Mutlu Hesapçı

Mutlu Hesapçı

DENİZ ALTINA SIĞINAN BİR GRUP İNSANIN HAYATTA KALABİLMEK İÇİN VERDİKLERİ ZORLU MÜCADELE: YAKAMOZ S-245

Hayatta kalmak için güneşten kaçan ve bir deniz altına sığınan insanların mücadelesini anlatan Yakamoz S-245 Netflix’te yayına girdi. Dizide Kıvanç Tatlıtuğ, Özge Özpirinçci, Ertan Saban, Ece Çeşmioğlu, Jerry Hoffmann, Ecem Uzun, Meriç Aral, Ersin Arıcı, Onur Ünsal, Güven Murat Akpınar ve Hakan Salınmış yer alıyor. Dizinin yönetmen koltuğunda başarılı iki isim Tolga Karaçelik ve Umut Aral oturuyor. Yayına girdiği andan itibaren ilgi çeken ve tartışmalar yaratan dizinin başarılı iki yönetmeniyle ‘Yakamoz S-245’dair konuştuk.

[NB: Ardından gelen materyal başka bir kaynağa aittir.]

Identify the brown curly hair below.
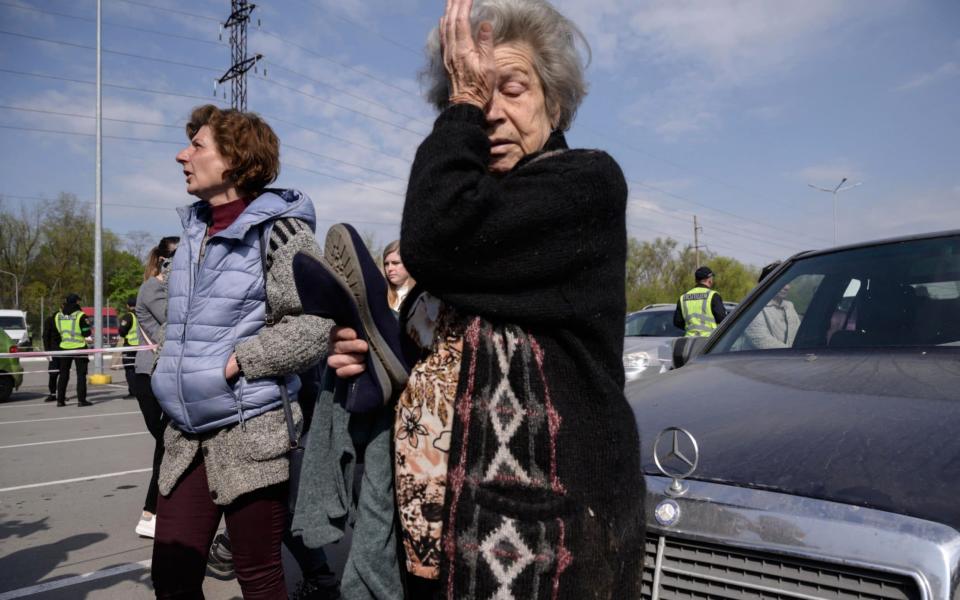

Herkese güneşin tadını çıkaracakları güzel bir pazar günü dileriz.

Sizi bu projede yakalayan ve çekmeye iten duygu ne oldu?

Tolga Karaçelik: Bir ana akım iş yapmak ve kendi yazmadığım bir projede olmak istedim.  Özellikle de denizaltı gibi zor bir mekânda çekim yapmak beni heyecanlandırdı.

Umut Aral: Ben kariyerim boyunca hep ilklerin içinde olmaya özen gösterdim. Bu dizi de hem Türkiye hem de dünya Netflix izleyicisi için bir ilk olacak. Netflix’te ilk defa farklı ülkelere ait iki dizi aynı evreni paylaşıyor, ilk defa Netflix bir dizisine bir spinoff gerçekleştiriyor. İlk apokaliptik bilimkurgu ve tam anlamıyla uluslararası bir proje olacak. Umarım Yakamoz S-245 pek çok uluslararası yeni projeye, farklı türden işe, yeni öykülere ve anlatıcılara kapı açar.

“Harika bir oyuncu kadrosu kurduğumuzu düşünüyorum”

Oyuncu kadrosu nasıl belirlendi, sizin önerileriniz oldu mu ve ortaya çıkan ekibe baktığınız zaman nasıl bir iş çıktı?

Tolga Karaçelik: Oyuncu kadrosu benim çalışmak istediğim oyunculardı. Kıvanç Tatlıtuğ başından beri vardı projede ve daha sonra diğer oyuncular eklendi. Özellikle benim ve Umut’un, danışarak karşılıklı önerilerimiz oldu. Daha çok yönetmen ağırlıklı olarak yapımcılarla hep beraber bir araya gelip kadroyu belirledik.

Umut Aral: Hem yapımcımız Onur Güvenatam’ın önerileri, hem de benim, Tolga’nın ve cast direktörümüzün yönlendirmeleriyle harika bir oyuncu kadrosu kurduğumuzu düşünüyorum. Sürekli denizaltında neredeyse tek mekânda geçen bir proje Yakamoz S-245. Tiyatroda ‘ensemble’ adını verdiğimiz, bir arada, hep beraber oynamaktan çok keyif alan, birbirlerini hep daha iyi için zorlayan, üst düzey bir performans gösteren bir ekip oluşturduk. Bu da projeye yansıdı diye düşünüyorum.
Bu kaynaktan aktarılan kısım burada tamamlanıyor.